Review for NeurIPS paper: Co-exposure Maximization in Online Social Networks

NeurIPS 2020

Co-exposure Maximization in Online Social Networks

Review 1

Summary and Contributions: The paper is motivated by the opinion-polarization issue (e.g., in political discussion). It presents a novel objective for content recommendation algorithms with a goal of exposing users to arguments of all competing parties, thereby potentially reducing polarization. The paper provides a rigorous analysis of the problem and designs an algorithm that can approximate the optimal solution of the optimization problem. Finally, the algorithm is evaluated in a series of semi-synthetic experiments.

Strengths: 1. Motivation and significance of the broad problem studied in the paper. I find the problem studied in the paper well-motivated, important and interesting to the broad ML community. Indeed, the algorithmically-curated content can impact opinions of many members of society in a strong way and principled design of such algorithms is required. 2.Theoretical investigation.
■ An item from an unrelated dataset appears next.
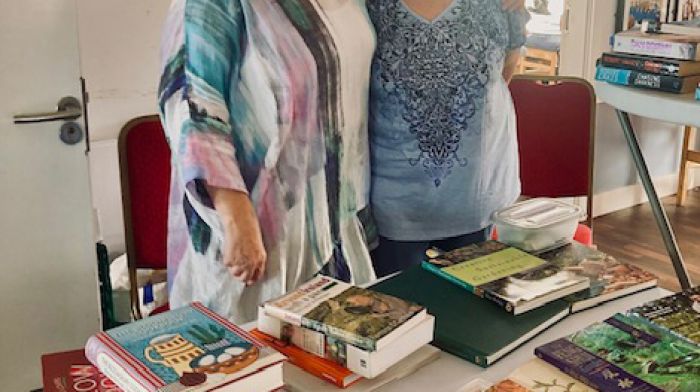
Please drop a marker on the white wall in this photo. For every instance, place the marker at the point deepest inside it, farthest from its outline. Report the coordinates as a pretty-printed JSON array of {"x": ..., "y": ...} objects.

The paper provides an in-depth treatment of the problem. It first establishes a hardness result and then uses a careful construction to design an algorithm that provably derives an approximation of the optimal solution. I should caveat, however, that I have not carefully studied the proofs of the results. Please also see related comments in the weakness part. 3. Empirical evaluation. The paper uses semi-synthetic experiments (real network structure, but simulated propagation) to compare the proposed algorithms with several baselines and shows that the new algorithm compares favourably to the baselines. Please see the weakness section for some qualification to the above point.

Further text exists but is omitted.